Au-dessus des arcades et des tribunes, un troisième niveau de roses ouvrant sous les combles des tribunes a été percé. Ces roses étaient surmontées de fenêtres hautes.
Ce troisième niveau a été supprimé lors de l’agrandissement des fenêtres hautes au XIIIe siècle (qui ont intégré l’étage des roses), avant d’être restitué à la croisée du transept au cours des restaurations entreprises par Eugène Viollet-le-Duc et Jean-Baptiste Lassus, mais en le transformant en un étage éclairé et vitré, alors qu’il ne l’était pas dans son état primitif.

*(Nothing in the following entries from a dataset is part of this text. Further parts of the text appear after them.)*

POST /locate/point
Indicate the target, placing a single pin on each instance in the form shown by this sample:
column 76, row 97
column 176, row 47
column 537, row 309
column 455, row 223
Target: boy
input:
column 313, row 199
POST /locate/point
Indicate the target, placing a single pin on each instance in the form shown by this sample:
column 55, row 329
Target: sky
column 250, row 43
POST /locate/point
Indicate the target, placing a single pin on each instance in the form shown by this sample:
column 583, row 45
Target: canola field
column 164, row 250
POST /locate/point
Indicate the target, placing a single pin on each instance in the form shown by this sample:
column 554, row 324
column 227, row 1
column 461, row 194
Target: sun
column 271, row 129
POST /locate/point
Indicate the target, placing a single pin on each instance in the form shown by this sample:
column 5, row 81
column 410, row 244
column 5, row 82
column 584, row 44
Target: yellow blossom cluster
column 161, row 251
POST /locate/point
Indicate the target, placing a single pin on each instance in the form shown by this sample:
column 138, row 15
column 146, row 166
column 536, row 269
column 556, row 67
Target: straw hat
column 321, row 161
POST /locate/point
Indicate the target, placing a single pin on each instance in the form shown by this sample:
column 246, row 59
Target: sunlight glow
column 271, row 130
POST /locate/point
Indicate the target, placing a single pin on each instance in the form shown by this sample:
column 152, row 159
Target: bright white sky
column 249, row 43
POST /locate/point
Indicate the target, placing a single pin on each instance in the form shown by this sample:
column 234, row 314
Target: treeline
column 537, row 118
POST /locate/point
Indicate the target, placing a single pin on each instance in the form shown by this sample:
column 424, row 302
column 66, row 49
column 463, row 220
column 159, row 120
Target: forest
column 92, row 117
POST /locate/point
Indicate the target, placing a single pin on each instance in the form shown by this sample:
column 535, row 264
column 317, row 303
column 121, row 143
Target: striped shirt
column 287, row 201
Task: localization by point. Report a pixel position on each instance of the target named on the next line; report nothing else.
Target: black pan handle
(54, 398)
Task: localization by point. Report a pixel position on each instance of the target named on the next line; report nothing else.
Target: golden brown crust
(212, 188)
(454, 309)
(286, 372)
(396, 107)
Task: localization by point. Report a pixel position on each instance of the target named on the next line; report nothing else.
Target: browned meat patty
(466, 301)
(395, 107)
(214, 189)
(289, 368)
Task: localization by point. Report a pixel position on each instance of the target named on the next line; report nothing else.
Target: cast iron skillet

Si l’utilisation d’arcs-boutants au chevet de Notre-Dame de Paris dès les années 1160 a divisé longtemps la communauté des historiens de l’architecture médiévale, les études les plus récentes, notamment celles d’Andrew Tallon, ont définitivement prouvé que le premier maître de la cathédrale gothique avait parfaitement intégré des arcs-boutants à son projet. Bien que le système de contrebutement ait été en grande partie modifié vers 1225 puis à l’époque rayonnante, et ensuite profondément restauré au XIXe siècle, l’étude archéologique jointe à l’observation des documents antérieurs aux interventions de Viollet-le-Duc autorise à restituer une série arcs-boutants à deux volées superposées.
La première reposait sur les contreforts du déambulatoire pour maintenir les voûtes des tribunes. La seconde, nettement plus longue, contrebutait le sommet du mur gouttereau. Conformément aux arcs-boutants du XIIe siècle, ceux du chevet de Notre-Dame étaient relativement simples. Les volées, pourvues d’un décor en pointe de diamant, étaient dépourvues de système d’écoulement des eaux pluviales. Leurs culées n’étaient pas surmontées de pinacles.
Des différences dans le traitement de la paroi entre le chevet et la nef laissent supposer l’intervention d’un deuxième architecte un peu avant 1180, à partir de la construction des parties occidentales du transept et de la nef. Ces modifications architecturales se traduisent notamment par une simplification dans le traitement et l’agencement des colonnettes. Le nouvel architecte a laissé pénétrer davantage de lumière dans les tribunes, en abandonnant les baies circulaires au profit de fenêtres à lancettes et, puisque les travées sont plus larges dans la nef que dans le chevet, en les ouvrant sur le haut-vaisseau par une triple arcade.
L’essentiel de la nef était achevé en 1196, à l’exception des deux premières travées occidentales de la façade, dont le style renvoie aux premières décennies du XIIIe siècle. Cette double travée occidentale est rythmée par des piles circulaires cantonnées de quatre colonnettes, dont le prototype apparaît à la cathédrale de Chartres à partir de 1194, pour se diffuser largement ensuite à partir de 1200.